Worst part? The muscles were the tip of the iceberg. There was the silver hair that glowed (clearly a trick of the camera flash), and fangs? Fuck. Kagome wondered if the man ever willingly used those fangs on the trembling flesh of a woman (Kagome was a woman…). But gods, his hotness kept going. His eyes were amber and so intense they undressed her from the picture, and dog ears. On his head. Soft triangular treasures that made her involuntarily rub her fingers to her thumbs, daydreaming about the downy soft fur that probably lined them. She was already starting to feel a pleasant throb between her thighs overtake the crud of her hangover.

So, the bad news first: Kagome had sent a bikini pic of herself to a stranger at 2am. One where she definitely led with her tits. And let the stranger know that the person it was meant for was a cheating asshole.

But… silver lining? (Mmmm, like his hair and… it looked like the carpet matched the drapes—Bad Kagome). The stranger was really, really hot. Like, Kagome would cut off her left tit for a chance to run her tongue over every part of his body hot. And the ‘bunny’ thing (what was that about?) seemed to mean… maybe, just maybe, he’d be open to another message?

It gave Kagome an idea. And the best ideas always came while hungover at 6 in the morning.


“God, it’s like you can’t remember what over-easy means today, dog.” One day Inuyasha would deliver on his promise to turn the snotty red-headed fox demon he was forced to work with into sausage.

“Fuck off, fox.” Inuyasha decided on swearwords to stop the conversation. “I didn’t get a good night’s sleep.”

Inuyasha was underselling the whole I didn’t get a good night’s sleep. More like, he’d been so sleep-deprived that he clearly was delirious, sending that fucking text message back to the bikini-clad wrong number. And fuck him, he’d sent a picture. Of him showing off his abs and his fangs. Fuck he’d called her bunny. It was the stupidest idea he’d ever had.

He was relieved that at least he hadn’t sent a dick pic.
(His dick disagreed. His dick kept telling him to look at the bikini-clad wrong number pic again. And again.)

Inuyasha groaned, looking down at the eggs he absolutely overcooked. Again.
Over-easy was over-hard.
(Like his dick. When it thought about bikini wrong number. Fuck.)

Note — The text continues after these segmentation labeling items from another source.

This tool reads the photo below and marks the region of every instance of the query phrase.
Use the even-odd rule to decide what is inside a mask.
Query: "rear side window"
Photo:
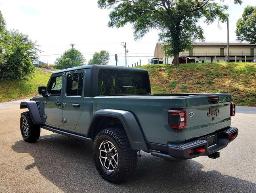
[[[52,95],[60,95],[62,86],[62,76],[52,77],[48,89],[48,93]]]
[[[147,73],[101,70],[99,78],[99,94],[103,95],[150,93]]]
[[[81,95],[83,92],[83,73],[71,74],[67,75],[67,95]]]

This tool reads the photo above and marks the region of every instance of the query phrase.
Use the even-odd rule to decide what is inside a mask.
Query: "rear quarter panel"
[[[170,128],[168,112],[185,109],[184,97],[153,96],[97,96],[94,99],[94,113],[99,109],[115,109],[132,113],[137,119],[147,142],[167,144],[184,141],[185,129]]]

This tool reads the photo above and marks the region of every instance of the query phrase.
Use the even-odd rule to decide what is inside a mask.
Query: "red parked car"
[[[186,64],[186,58],[187,58],[187,63],[194,63],[195,59],[192,59],[189,57],[187,56],[182,56],[179,57],[178,61],[180,64]],[[199,62],[199,61],[197,59],[197,63]],[[172,64],[174,63],[174,59],[172,60]]]

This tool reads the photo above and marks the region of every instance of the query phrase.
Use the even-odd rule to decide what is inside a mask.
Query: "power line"
[[[84,53],[84,52],[81,52],[81,53],[82,54],[85,55],[93,55],[93,54],[94,54],[94,53]],[[136,53],[134,53],[134,54],[136,54]],[[139,54],[139,53],[138,53]],[[55,53],[55,54],[48,54],[48,55],[38,55],[38,56],[50,56],[50,55],[61,55],[62,54],[63,54],[63,53]],[[109,56],[115,56],[115,55],[109,55]],[[148,56],[148,55],[127,55],[126,56],[126,57],[153,57],[153,56],[151,55],[151,56]],[[125,55],[118,55],[118,57],[125,57]]]

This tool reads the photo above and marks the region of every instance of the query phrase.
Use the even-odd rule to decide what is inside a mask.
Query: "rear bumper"
[[[191,159],[199,156],[208,156],[226,147],[228,144],[233,141],[238,134],[238,129],[231,127],[221,131],[212,133],[216,136],[216,145],[208,147],[207,138],[208,136],[194,139],[193,141],[182,144],[168,144],[168,154],[161,152],[151,151],[151,154],[155,156],[164,158],[172,160]],[[230,136],[235,138],[231,139]],[[194,150],[203,148],[202,153],[196,152]]]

Think of the fucking fox. Think of the fucking fox.
But Shippo’s snarky look kept merging into those pouting lips in the photo.
And Shippo’s obnoxiously bright red hair kept darkening and cascading down shoulders obscured only by an emerald green string.

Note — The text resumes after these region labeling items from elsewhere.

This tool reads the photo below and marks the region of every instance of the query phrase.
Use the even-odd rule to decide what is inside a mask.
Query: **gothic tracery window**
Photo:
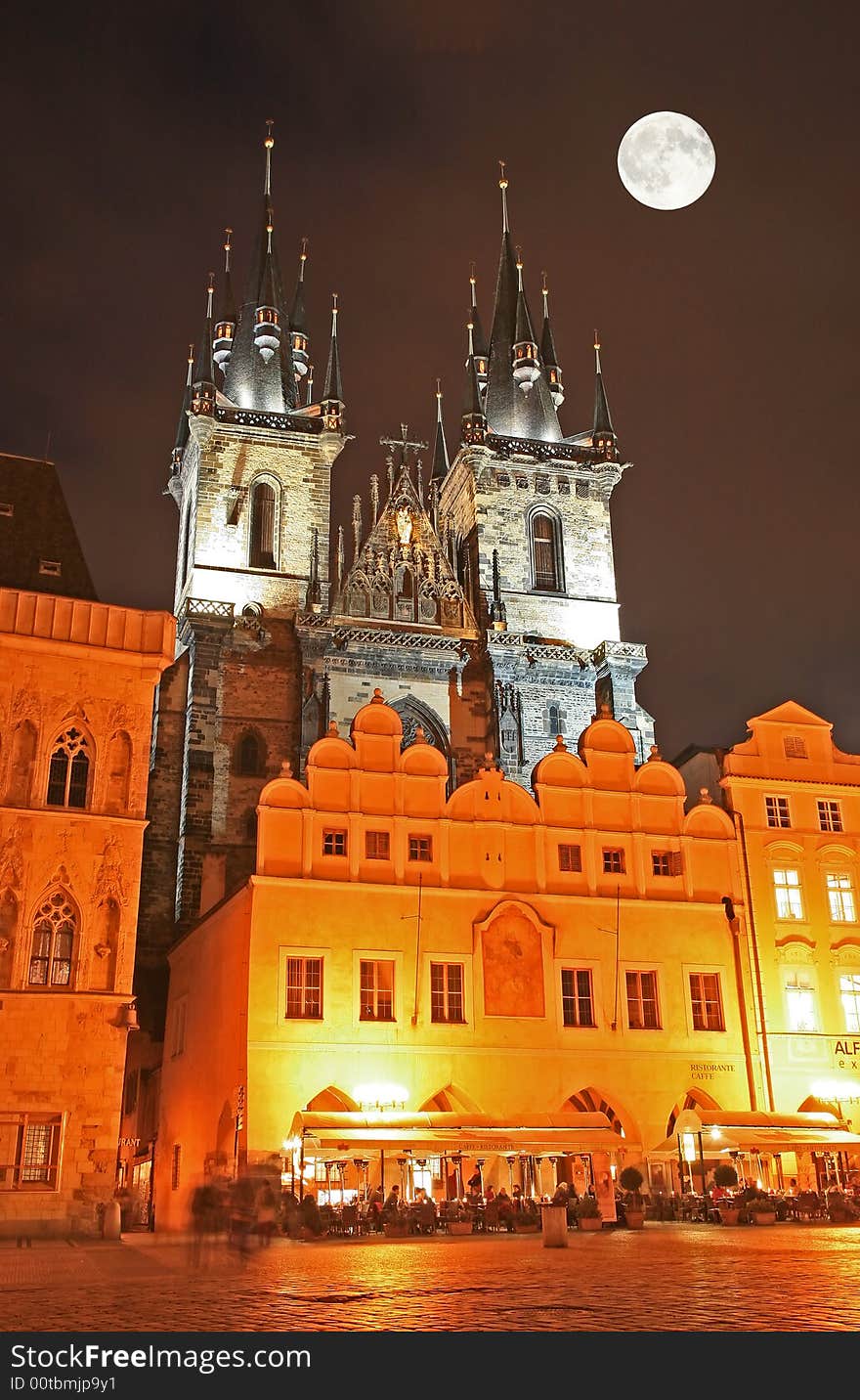
[[[89,741],[70,725],[55,741],[48,770],[49,806],[87,806],[89,787]]]
[[[252,568],[275,568],[274,556],[275,494],[268,482],[257,482],[250,496]]]
[[[561,591],[561,549],[555,519],[545,511],[531,517],[531,559],[538,592]]]
[[[69,987],[74,951],[76,913],[69,896],[55,889],[36,910],[28,983],[31,987]]]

An acrid scent of burning albumen hit Inuyasha’s nose, which snapped his attention back to the grill.

No more thinking of the bikini wrong number. He’d probably scared her off good and thoroughly. Because fangs. Because half-demon. Because texted a stranger his partially naked body at 6am. It was going to be a morning with a fuckton of burned eggs.

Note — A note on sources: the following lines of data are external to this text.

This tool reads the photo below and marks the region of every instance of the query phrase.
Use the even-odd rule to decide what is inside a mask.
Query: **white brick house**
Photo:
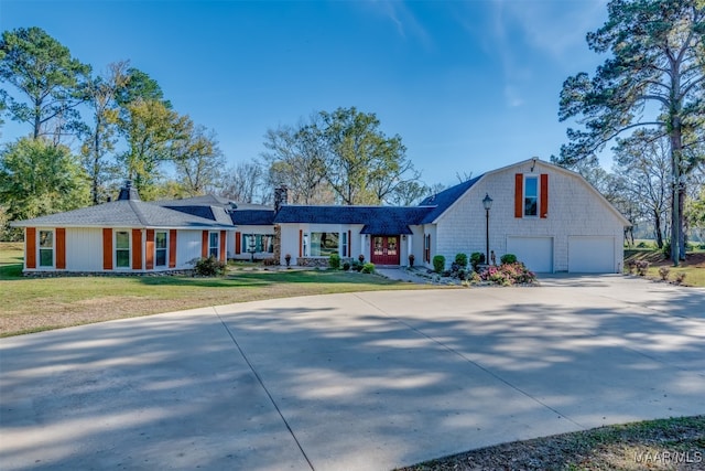
[[[489,195],[489,231],[482,199]],[[629,222],[577,173],[538,159],[487,172],[426,199],[431,253],[514,254],[539,272],[620,272]]]
[[[24,271],[153,272],[194,258],[274,258],[325,266],[332,254],[386,266],[433,265],[443,255],[514,254],[539,272],[619,272],[629,222],[577,173],[530,159],[487,172],[419,206],[274,207],[213,195],[147,203],[127,186],[118,201],[14,222],[24,227]],[[482,199],[492,205],[489,224]],[[489,238],[487,237],[489,235]]]

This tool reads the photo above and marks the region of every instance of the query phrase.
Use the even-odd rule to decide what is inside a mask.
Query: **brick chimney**
[[[289,203],[289,189],[285,185],[274,189],[274,213]]]
[[[126,180],[124,186],[120,189],[118,201],[141,201],[135,188],[132,188],[132,180]]]

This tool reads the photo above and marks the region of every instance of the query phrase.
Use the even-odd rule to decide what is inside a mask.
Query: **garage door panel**
[[[568,237],[568,271],[611,274],[615,271],[615,238],[606,236]]]
[[[514,254],[531,271],[553,272],[552,237],[507,237],[507,253]]]

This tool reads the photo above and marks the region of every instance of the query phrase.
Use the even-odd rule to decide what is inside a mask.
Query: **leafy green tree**
[[[662,248],[671,201],[668,139],[643,129],[628,139],[617,139],[615,175],[622,194],[639,208],[639,216],[653,225],[657,245]]]
[[[149,201],[162,176],[161,165],[175,160],[175,150],[188,138],[193,122],[156,100],[138,98],[124,109],[127,113],[119,126],[127,150],[118,156],[118,161],[124,176],[132,180],[141,197]]]
[[[80,126],[76,109],[86,100],[80,77],[90,67],[40,28],[4,31],[0,40],[0,81],[14,86],[25,101],[8,97],[11,119],[32,126],[32,137],[61,142]]]
[[[224,157],[214,132],[203,126],[192,126],[186,138],[173,146],[176,174],[188,196],[214,191],[220,178]]]
[[[106,180],[117,172],[115,162],[108,157],[115,152],[118,141],[117,126],[119,108],[117,96],[128,82],[127,63],[110,64],[105,76],[86,81],[86,95],[93,111],[93,126],[85,128],[85,139],[80,148],[84,167],[91,181],[90,194],[93,204],[98,204],[107,197]]]
[[[705,114],[705,2],[611,0],[607,10],[607,22],[587,34],[587,44],[611,56],[592,78],[579,73],[563,84],[558,117],[579,118],[584,129],[568,129],[571,142],[557,161],[594,159],[606,142],[637,127],[668,137],[675,182],[671,257],[677,265],[685,256],[681,175],[702,159],[685,149],[697,146],[695,128]]]
[[[314,116],[295,128],[268,129],[264,135],[267,151],[262,158],[269,171],[270,192],[286,186],[294,204],[319,203],[322,194],[327,194],[325,143],[316,119]]]
[[[0,206],[10,221],[74,210],[88,202],[87,175],[67,147],[28,137],[0,152]]]

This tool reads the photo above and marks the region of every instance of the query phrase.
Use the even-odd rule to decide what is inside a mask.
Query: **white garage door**
[[[507,253],[514,254],[531,271],[553,272],[552,237],[507,237]]]
[[[568,271],[574,274],[614,274],[615,238],[604,236],[568,237]]]

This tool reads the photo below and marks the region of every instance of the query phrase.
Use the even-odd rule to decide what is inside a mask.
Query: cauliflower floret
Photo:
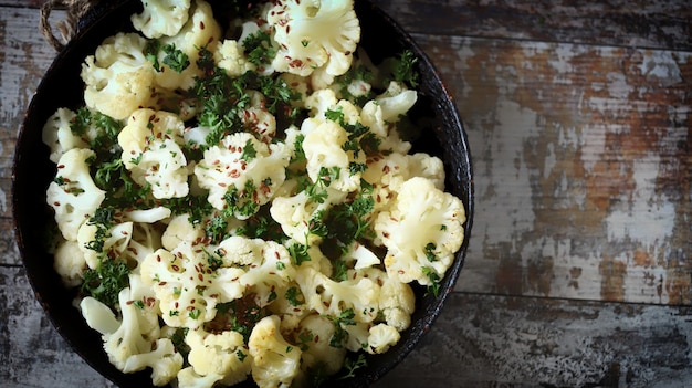
[[[139,264],[143,281],[154,289],[161,318],[171,327],[200,327],[216,316],[216,305],[242,296],[233,282],[241,269],[209,268],[209,252],[188,241],[172,251],[158,249]]]
[[[438,157],[423,153],[405,155],[391,153],[368,160],[363,179],[373,185],[375,211],[388,207],[396,198],[401,185],[412,177],[422,177],[433,181],[436,188],[444,189],[444,165]]]
[[[269,304],[272,294],[283,290],[295,277],[295,269],[286,248],[275,241],[233,235],[219,244],[223,265],[245,270],[238,282],[243,290],[256,294],[258,305]]]
[[[360,24],[353,0],[287,0],[269,10],[281,49],[273,67],[279,72],[310,75],[325,66],[329,75],[346,73],[360,41]]]
[[[216,209],[230,207],[235,218],[245,220],[284,182],[290,159],[282,144],[266,145],[252,134],[235,133],[205,151],[195,176],[209,190],[208,200]]]
[[[161,245],[172,251],[181,241],[195,242],[205,238],[205,230],[201,224],[193,224],[189,219],[189,214],[179,214],[174,217],[164,234],[161,235]]]
[[[99,239],[96,234],[105,231],[105,239]],[[77,243],[82,251],[82,256],[90,269],[98,268],[99,256],[104,253],[109,258],[120,256],[127,249],[133,235],[133,222],[116,223],[112,228],[87,221],[77,231]]]
[[[281,229],[287,237],[305,245],[313,245],[322,241],[322,237],[311,229],[312,220],[333,205],[344,201],[347,196],[346,192],[331,187],[324,190],[326,197],[321,202],[312,200],[305,190],[295,196],[276,197],[272,201],[270,214],[281,224]]]
[[[464,239],[461,200],[426,178],[401,185],[397,198],[375,221],[377,238],[387,248],[387,273],[409,283],[432,284],[443,277]]]
[[[336,326],[329,318],[311,314],[301,321],[296,332],[296,343],[303,350],[301,368],[304,371],[318,367],[324,376],[332,376],[342,369],[347,350],[329,345],[336,333]]]
[[[232,39],[227,39],[217,45],[213,60],[217,66],[223,69],[231,77],[256,70],[256,66],[245,57],[242,44]]]
[[[339,316],[353,310],[355,319],[373,322],[378,314],[380,286],[368,277],[334,281],[313,268],[298,268],[296,282],[305,304],[319,314]]]
[[[55,211],[55,222],[65,240],[76,241],[77,231],[106,197],[90,175],[87,160],[96,154],[73,148],[57,161],[57,174],[46,190],[46,202]]]
[[[130,17],[133,27],[150,39],[172,36],[188,21],[190,0],[146,0],[144,10]]]
[[[331,88],[317,90],[303,101],[305,108],[310,109],[310,117],[319,119],[325,119],[325,113],[333,111],[338,102],[336,93]]]
[[[231,386],[248,379],[251,358],[245,357],[242,334],[226,331],[218,334],[203,329],[188,331],[185,338],[190,346],[188,360],[199,376],[221,376],[221,384]]]
[[[74,112],[61,107],[45,120],[41,139],[51,149],[50,159],[55,164],[72,148],[88,148],[88,144],[72,132],[71,124],[75,117]]]
[[[185,124],[172,113],[149,108],[132,113],[118,134],[125,168],[140,186],[151,186],[155,198],[179,198],[189,192],[187,160],[180,144]]]
[[[389,347],[397,344],[401,339],[399,332],[389,325],[378,324],[370,327],[368,336],[368,347],[366,350],[370,354],[381,354],[389,350]]]
[[[57,244],[53,255],[53,269],[66,287],[82,284],[82,273],[86,268],[86,260],[76,241],[63,240]]]
[[[290,387],[301,368],[302,350],[283,338],[280,326],[281,319],[269,315],[250,333],[252,377],[260,388]]]
[[[84,102],[91,109],[125,119],[143,106],[155,106],[156,70],[144,54],[147,41],[137,33],[106,38],[82,65]]]
[[[416,295],[409,283],[402,283],[375,266],[348,270],[347,277],[354,280],[368,277],[380,285],[378,321],[384,319],[387,325],[399,332],[410,326],[411,314],[416,311]]]
[[[213,388],[217,381],[221,380],[223,376],[217,374],[209,374],[201,376],[195,373],[195,368],[182,368],[178,373],[178,387],[179,388]]]
[[[310,120],[303,122],[303,126]],[[303,132],[303,128],[301,128]],[[340,191],[354,191],[360,187],[360,172],[352,172],[350,164],[360,159],[354,153],[344,150],[348,141],[348,133],[333,120],[322,120],[305,135],[303,150],[305,151],[307,175],[313,182],[325,179],[328,175],[329,187]],[[365,157],[361,155],[361,157]]]
[[[151,352],[128,357],[123,371],[130,374],[151,368],[151,382],[162,387],[177,377],[184,360],[169,338],[159,338],[155,344]]]
[[[161,36],[161,48],[171,46],[187,55],[189,65],[180,72],[162,66],[162,71],[156,72],[156,84],[168,91],[189,91],[195,86],[195,78],[202,75],[197,65],[200,59],[200,49],[206,48],[211,53],[221,40],[221,27],[213,18],[211,6],[203,0],[190,3],[189,18],[180,31],[172,36]],[[158,62],[164,63],[166,52],[158,53]],[[149,65],[150,66],[150,65]],[[151,66],[150,66],[151,67]]]
[[[120,327],[120,322],[115,317],[113,310],[92,296],[80,301],[80,311],[88,327],[102,335],[115,333]]]
[[[132,280],[132,276],[130,276]],[[85,302],[88,301],[88,302]],[[146,354],[153,350],[153,343],[159,338],[160,327],[158,326],[158,313],[153,306],[147,304],[138,305],[134,303],[130,289],[125,287],[118,293],[122,321],[115,332],[102,333],[104,349],[108,355],[111,364],[119,370],[125,369],[127,359],[134,355]],[[88,306],[88,304],[101,303],[93,298],[84,298],[81,303],[82,314],[92,327],[108,329],[111,324],[103,324],[103,317],[94,316],[104,314],[106,308]],[[106,314],[105,319],[109,319]],[[101,322],[102,324],[94,324]]]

Finally, after three eggs, one was nearly over-easy. Enough not to get barked at by customers.

Enough… to go check his phone just in case bikini wrong number texted him back.

Not that he cared.
Because he didn’t.

Just in case she called the police on him or some shit.
It had nothing to do with hope.

1 message
Fuck, it wasn’t a text message: it was a voicemail.
Who the fuck still left voicemails anymore?
...apparently bikini wrong number did…

Uh, hi. So I was the one who sent you that picture at 2am. I just wanted to say that I am so so sorry! I promise I don’t think you’re a cheating asshole and uh… if you want to, maybe you could call me so I could properly abs—oh um—apologize. I’m free tonight after six. Um. Name’s Kagome. Yeah, so uh. Bye.

Inuyasha kept burning eggs. But when the jagweed fox annoyed him about it, he didn’t fucking care. He was gonna call Kagome tonight.